The author, a former curator at the Grace Hudson Museum in Ukiah, California, celebrates Lake Leonard, a pristine body of water nestled amid the mountains and streams of Reeves Canyon in Mendocino County. She begins by surveying the natural history of the area, which is dominated by old-growth redwood trees big enough to generate their own microclimates and shelter a menagerie of fauna, from salamanders to mountain lions. She also discusses the local Pomo Indian culture. Brovarney then profiles the families who owned Lake Leonard and its environs from the 19th century to the present, focusing on two iconic women. The first is Una Boyle, who summered at the lake as a girl and lived there full time for 30 years, beginning in 1921; she escaped from a convent at the age of 13 and later became an amateur rodeo rider. The second is Boyle’s neighbor Hazel Dickinson Putnam, a riding instructor who greeted trespassers on her 200 acres with a loaded gun and lived by the motto, “I don’t shoot to threaten, I shoot to kill.” The author sets these stories against the inexorable encroachment of logging into the area, which obliterated surrounding forests but spared Lake Leonard’s vicinity thanks to its proprietors’ conservationist efforts (one owner saved a favorite redwood by telling the lumberjacks that it was on her land—and then bought the property the next day).

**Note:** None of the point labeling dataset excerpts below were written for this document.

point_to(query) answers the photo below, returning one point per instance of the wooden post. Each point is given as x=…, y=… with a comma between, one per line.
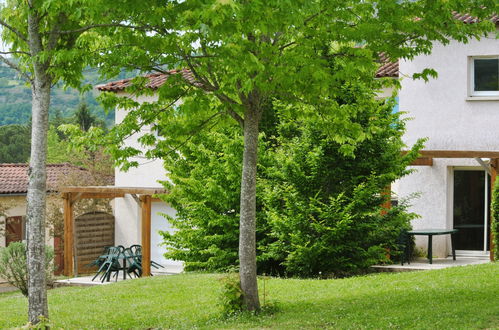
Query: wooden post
x=493, y=175
x=146, y=234
x=68, y=235
x=387, y=196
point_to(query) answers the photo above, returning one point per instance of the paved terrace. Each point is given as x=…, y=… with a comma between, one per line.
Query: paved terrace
x=438, y=263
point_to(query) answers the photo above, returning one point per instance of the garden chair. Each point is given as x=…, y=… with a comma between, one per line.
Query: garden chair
x=110, y=264
x=137, y=251
x=100, y=259
x=132, y=262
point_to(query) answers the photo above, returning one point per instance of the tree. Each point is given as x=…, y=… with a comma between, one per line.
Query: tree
x=236, y=57
x=85, y=119
x=14, y=143
x=49, y=39
x=318, y=211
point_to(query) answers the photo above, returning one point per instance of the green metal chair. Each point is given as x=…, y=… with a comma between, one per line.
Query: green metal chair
x=110, y=264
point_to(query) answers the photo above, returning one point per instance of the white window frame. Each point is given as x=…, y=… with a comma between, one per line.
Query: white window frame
x=471, y=85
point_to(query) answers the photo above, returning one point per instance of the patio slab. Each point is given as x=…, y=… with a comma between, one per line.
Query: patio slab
x=438, y=263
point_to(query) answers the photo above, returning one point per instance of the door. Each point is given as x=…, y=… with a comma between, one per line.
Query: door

Brovarney deftly mixes regional history, ecology, and character studies of people who shaped and were shaped by the land, writing in lucid, workmanlike prose dotted with flights of vivid lyricism: “An ancient redwood forest dwells deep in our sense long after we leave it—a cool stillness, the pungent sweet-citrus scent born of sun-heated sap, soft duff underfoot, duskiness broken by slender streams of light, the crystalline song of a hermit thrush.” The book’s many photos, some a century old, give an equally evocative sense of the primeval forest, its vast, corrugated redwoods dwarfing the people beside them.

A captivating homage to a wilderness sanctuary marked but not spoiled by human presence.